I was confused by your October/November issue. In Nikolas Westerhoff’s article “Fantasy Therapy” I read that psychologists “treated male disaster workers traumatized by the World Trade Center attacks of September 11 by exposing them to realistic renditions of planes flying over virtual twin towers....” But then in “Brain Stains” I read, “For example, research ... has shown that reliving traumatic memories shortly after a terrifying event—performed in a popular therapeutic technique called crisis debriefing—may cause unnecessary stress and impede recovery.”
Are some traumas so damaging that once they have occurred there is not much therapy can do?

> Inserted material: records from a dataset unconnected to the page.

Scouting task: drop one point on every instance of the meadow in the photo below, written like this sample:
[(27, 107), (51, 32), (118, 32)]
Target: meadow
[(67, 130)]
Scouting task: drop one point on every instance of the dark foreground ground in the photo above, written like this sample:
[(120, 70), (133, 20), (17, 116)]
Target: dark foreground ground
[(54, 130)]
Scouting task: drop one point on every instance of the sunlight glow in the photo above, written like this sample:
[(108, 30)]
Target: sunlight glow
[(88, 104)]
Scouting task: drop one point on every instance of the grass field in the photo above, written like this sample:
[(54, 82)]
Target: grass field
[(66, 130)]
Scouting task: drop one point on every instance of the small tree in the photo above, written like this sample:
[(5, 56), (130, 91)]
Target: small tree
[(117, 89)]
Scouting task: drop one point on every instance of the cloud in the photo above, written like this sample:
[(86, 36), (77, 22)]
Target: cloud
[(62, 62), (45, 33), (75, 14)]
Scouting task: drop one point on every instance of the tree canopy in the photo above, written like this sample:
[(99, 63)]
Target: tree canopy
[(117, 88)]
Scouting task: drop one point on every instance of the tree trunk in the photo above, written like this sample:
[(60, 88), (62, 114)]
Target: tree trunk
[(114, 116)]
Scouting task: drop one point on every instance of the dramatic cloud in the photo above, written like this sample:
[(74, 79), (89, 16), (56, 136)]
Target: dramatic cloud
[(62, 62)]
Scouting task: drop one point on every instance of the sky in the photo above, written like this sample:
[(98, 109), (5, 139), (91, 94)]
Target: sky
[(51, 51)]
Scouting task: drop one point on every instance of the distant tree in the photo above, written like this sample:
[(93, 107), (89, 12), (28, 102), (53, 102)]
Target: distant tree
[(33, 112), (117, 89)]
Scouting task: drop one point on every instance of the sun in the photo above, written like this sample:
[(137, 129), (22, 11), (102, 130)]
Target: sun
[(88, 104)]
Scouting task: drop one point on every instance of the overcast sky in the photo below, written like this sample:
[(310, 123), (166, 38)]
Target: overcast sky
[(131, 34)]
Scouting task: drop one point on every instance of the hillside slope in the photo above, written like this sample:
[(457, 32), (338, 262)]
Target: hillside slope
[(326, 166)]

LAMBERT AND LILIENFELD REPLY: Regarding the question of when, if ever, therapeutic exposure to traumatic experiences is helpful, both learning theory and scientific evidence offer guidance. Exposure can be helpful, but only when it is sufficiently prolonged to permit clients’ anxiety to dissipate. One of the key shortcomings of crisis debriefing is that it is typically conducted in an uncontrolled fashion—some clients may leave sessions less anxious than when they entered, whereas others may leave sessions more anxious. For the latter individuals, crisis debriefing may be harmful.
MOOD MEDS VS. PLACEBOS
“The Best Medicine?” [Facts and Fictions in Mental Health], by Hal Arkowitz and Scott O. Lilienfeld, is a valuable article on the advantages of cognitive-behavior therapy over antidepressants. But the authors err in repeating the highly inflated claim of 67 percent effectiveness for antidepressants in the study by psychiatrist A. John Rush and his colleagues, which offered patients a four-step sequence of different antidepressant medications. If patients did not attain remission at one stage, they could then try a different antidepressant.
It is important to note that this study included no placebo control groups. Published studies that do include such controls typically find a 25 to 30 percent success rate with placebo. Only one drug in Rush’s study achieved even that rate of remission—all other drugs and drug combinations did worse. Rush’s 67 percent figure came from cumulating across trials without taking into account the placebo effects operating within each trial.
Moreover, supporting the explanation that antidepressants provide primarily a placebo effect, patients showed very high relapse rates consistent with the time-limited value of placebos.
The widely quoted 67 percent figure is bogus. I am the second author of an article soon to be submitted for publication that provides a critique of this study, citing the placebo problem as well as other issues.
Allan M. Leventhal
Silver Spring, Md.
ARKOWITZ AND LILIENFELD REPLY: Leventhal raises two different but related questions about Rush’s study. The first is, How effective was the treatment sequence used in this study (regardless of what was responsible for its effectiveness)? We disagree that the 67 percent finding is “bogus.” Irrespective of what caused this outcome (active medication or placebo effect), it is true that 67 percent of the patients were in remission by the end of the study.
The second question relates to the degree to which the outcomes could be attributed purely to the active effects of the medications. Leventhal correctly points out that the absence of placebo control groups in the study makes it unclear whether the outcomes were the result of the drugs or placebo factors such as expectations of change and supportive contact with the research staff. This issue becomes even more significant in light of the fact that most studies comparing antidepressants with placebos usually show only a small advantage for the medications.